長篠・設楽原の戦い(1575年5月21日)

武田信玄の死後も、諏訪原城を築城し、第一次高天神城の戦いに勝利して高天神城を攻略するなどして徐々に遠江国へ侵食していった武田家は、天正3年(1575年)5月には、奥三河へ侵攻して長篠城を包囲します(長篠の戦い)。

これに対し、同年5月21日、織田・徳川連合軍が長篠城を解放するために後詰として向かってきたため、武田軍において決戦をすべきか否かの軍議が開かれ、武田勝頼の判断により設楽原において織田・徳川連合軍と決戦をすることに決まります(設楽原の戦い)。

もっとも、決戦に乗り気でない穴山信君は、設楽原決戦に際して武田信豊・小幡信貞らと共に中央に布陣したものの積極的な攻撃を行うことはせず、戦局が劣勢になると奮戦する部隊を残して早々に退却をしてしまいます(甲陽軍鑑・甲陽軍鑑末書など)。

劣勢な状況下で本隊近辺の穴山信君が率いる部隊が退却を開始したため、武田軍は総崩れとなり大敗北を喫します。

敗れた武田軍は、多くの有力家臣を失うと共に、武田勝頼討死の危機に見舞われたのですが、上杉家への備えとして海津城に残っていた高坂昌信が8000人の兵を率いて、落ちてくる武田勝頼を駒場(長野県下伊那郡阿智村駒場)まで出迎え、その安全を確保した上で敗残兵に見えないようにするために衣服・武具を整えさせた上で、同年6月2日に甲府まで送り届けています。

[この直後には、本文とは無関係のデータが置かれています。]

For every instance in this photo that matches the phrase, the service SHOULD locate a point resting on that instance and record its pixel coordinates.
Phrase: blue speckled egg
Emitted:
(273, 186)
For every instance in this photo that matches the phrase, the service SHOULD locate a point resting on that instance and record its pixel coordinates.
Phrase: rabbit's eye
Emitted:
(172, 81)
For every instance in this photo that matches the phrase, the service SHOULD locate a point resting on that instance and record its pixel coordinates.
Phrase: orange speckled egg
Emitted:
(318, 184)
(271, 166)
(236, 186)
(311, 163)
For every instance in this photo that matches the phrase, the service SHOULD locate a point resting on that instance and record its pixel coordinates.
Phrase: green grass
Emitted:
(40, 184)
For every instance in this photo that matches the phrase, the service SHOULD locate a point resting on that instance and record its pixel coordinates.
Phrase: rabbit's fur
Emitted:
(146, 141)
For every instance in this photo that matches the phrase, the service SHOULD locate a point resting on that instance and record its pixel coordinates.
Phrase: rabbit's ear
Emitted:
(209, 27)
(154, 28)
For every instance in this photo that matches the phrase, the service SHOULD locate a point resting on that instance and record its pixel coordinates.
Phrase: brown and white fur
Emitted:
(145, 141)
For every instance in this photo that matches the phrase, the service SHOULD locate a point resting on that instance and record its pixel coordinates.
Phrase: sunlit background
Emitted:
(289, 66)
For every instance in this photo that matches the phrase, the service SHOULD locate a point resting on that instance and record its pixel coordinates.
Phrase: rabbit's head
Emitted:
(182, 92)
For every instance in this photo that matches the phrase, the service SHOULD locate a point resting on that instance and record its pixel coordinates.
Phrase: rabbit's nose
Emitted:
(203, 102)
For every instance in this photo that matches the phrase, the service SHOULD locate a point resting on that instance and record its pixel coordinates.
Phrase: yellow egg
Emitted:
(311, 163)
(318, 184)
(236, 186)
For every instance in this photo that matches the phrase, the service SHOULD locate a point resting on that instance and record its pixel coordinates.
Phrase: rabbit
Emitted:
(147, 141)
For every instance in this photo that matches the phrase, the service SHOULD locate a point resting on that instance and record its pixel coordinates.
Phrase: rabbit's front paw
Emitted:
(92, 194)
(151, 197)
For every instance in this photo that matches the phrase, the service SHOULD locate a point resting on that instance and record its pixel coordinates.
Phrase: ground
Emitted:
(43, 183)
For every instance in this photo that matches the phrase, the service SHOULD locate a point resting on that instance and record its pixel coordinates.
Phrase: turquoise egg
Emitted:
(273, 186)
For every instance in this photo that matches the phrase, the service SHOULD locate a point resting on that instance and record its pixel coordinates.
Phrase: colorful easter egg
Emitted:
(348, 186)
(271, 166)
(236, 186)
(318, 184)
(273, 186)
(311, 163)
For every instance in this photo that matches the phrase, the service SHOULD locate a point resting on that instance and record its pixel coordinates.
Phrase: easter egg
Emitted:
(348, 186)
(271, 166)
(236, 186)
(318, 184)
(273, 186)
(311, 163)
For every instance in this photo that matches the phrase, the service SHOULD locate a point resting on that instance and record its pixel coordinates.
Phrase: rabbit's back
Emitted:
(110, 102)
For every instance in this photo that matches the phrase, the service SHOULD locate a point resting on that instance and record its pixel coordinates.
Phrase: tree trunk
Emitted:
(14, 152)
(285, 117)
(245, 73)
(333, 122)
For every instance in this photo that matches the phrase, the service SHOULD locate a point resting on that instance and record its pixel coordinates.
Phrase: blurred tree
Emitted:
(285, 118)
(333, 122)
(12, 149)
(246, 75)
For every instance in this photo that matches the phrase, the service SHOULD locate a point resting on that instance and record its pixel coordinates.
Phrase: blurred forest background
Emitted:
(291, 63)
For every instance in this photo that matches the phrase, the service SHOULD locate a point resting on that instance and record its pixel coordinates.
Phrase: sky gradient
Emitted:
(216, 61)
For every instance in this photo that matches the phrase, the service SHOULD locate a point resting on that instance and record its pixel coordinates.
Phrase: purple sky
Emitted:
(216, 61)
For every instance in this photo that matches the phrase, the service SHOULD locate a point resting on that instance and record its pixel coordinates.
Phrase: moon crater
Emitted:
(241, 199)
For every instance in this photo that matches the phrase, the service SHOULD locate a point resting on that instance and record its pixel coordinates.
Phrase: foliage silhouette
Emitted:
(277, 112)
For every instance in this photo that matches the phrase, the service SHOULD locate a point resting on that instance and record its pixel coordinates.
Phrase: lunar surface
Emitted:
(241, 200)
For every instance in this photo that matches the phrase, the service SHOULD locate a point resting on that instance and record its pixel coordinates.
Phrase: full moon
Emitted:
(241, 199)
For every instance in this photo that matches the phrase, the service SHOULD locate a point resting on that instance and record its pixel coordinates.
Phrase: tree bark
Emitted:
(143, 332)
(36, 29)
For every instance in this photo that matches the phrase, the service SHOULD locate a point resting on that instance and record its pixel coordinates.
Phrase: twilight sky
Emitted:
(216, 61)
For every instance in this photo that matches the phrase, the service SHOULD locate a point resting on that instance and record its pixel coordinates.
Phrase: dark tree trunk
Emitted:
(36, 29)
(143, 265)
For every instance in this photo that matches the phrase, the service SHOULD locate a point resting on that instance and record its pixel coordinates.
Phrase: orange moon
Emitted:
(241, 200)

なお、高坂昌信は、このときに武田勝頼に対して、北条家との同盟を強化すること、戦死した内藤昌秀・山県昌景馬場信春らの子弟を奥近習衆として取り立てて家臣団を再編すること、設楽原決戦での敗戦の原因を作った一門衆の穴山信君と武田信豊を切腹させるよう申し立てたと言われています。

江尻城代となる

設楽原の戦いで多くの将が討死にした武田家では、急ぎ領内の再編成を行う必要に迫られます。

このとき、穴山信君は、山県昌景が討死したことにより城主不在となった駿河国江尻城代を任されます。

設楽原決戦での敗戦の一因を作った穴山信君が、逆に治める領地が増えるという結果をもたらしたのですが、このようなことをしなければ領内を抑えられないほど設楽原決戦において武田家中の将が多く失われてしまったのです。

この結果、穴山信君は、甲斐河内領にある本領とは別に、支城領としての「江尻領」を形成していきます(江尻領に対する穴山家の支配については、これを否定するものから強固な支配力であったとするものまで諸説あります。)。

穴山信君の最期

出家(1580年)

その後も、武田家一門衆として武田家を支えた穴山信君でしたが、老いが見られるようになったため、天正7年(1579年)ころには、河内領・江尻領の政務を嫡男である穴山勝千代名に任せるようになり、このころから穴山勝千代名での発給文書が見られるようになります。

そして、穴山信君は、天正8年(1580年)に出家し、梅雪斎(ばいせつさい)と号します。

徳川家康に接近

その後、穴山信君は、後継者となる嫡男・穴山勝千代も武田家における自分同様の一門衆筆頭の地位につけるべく、穴山勝千代と武田勝頼娘との話を進め、一旦この婚姻話がまとまります。

ところが、後に武田勝頼が、この話を反故にして、娘を武田信豊の子に嫁がせてしまったため、穴山信君は激怒し、武田勝頼と穴山信君との関係が壊れてしまいます。

穴山信君は、これらの事件や、長坂長閑、跡部勝資らを重用する政治姿勢に嫌気がさし、武田勝頼を見限って徳川家康に接近していきます。

徳川家康に内応(1582年2月)

天正10年(1582年)2月、武田信玄の娘婿であった木曾義昌が織田方に内応すると、穴山信君もまた徳川家康に内応の意思を示します。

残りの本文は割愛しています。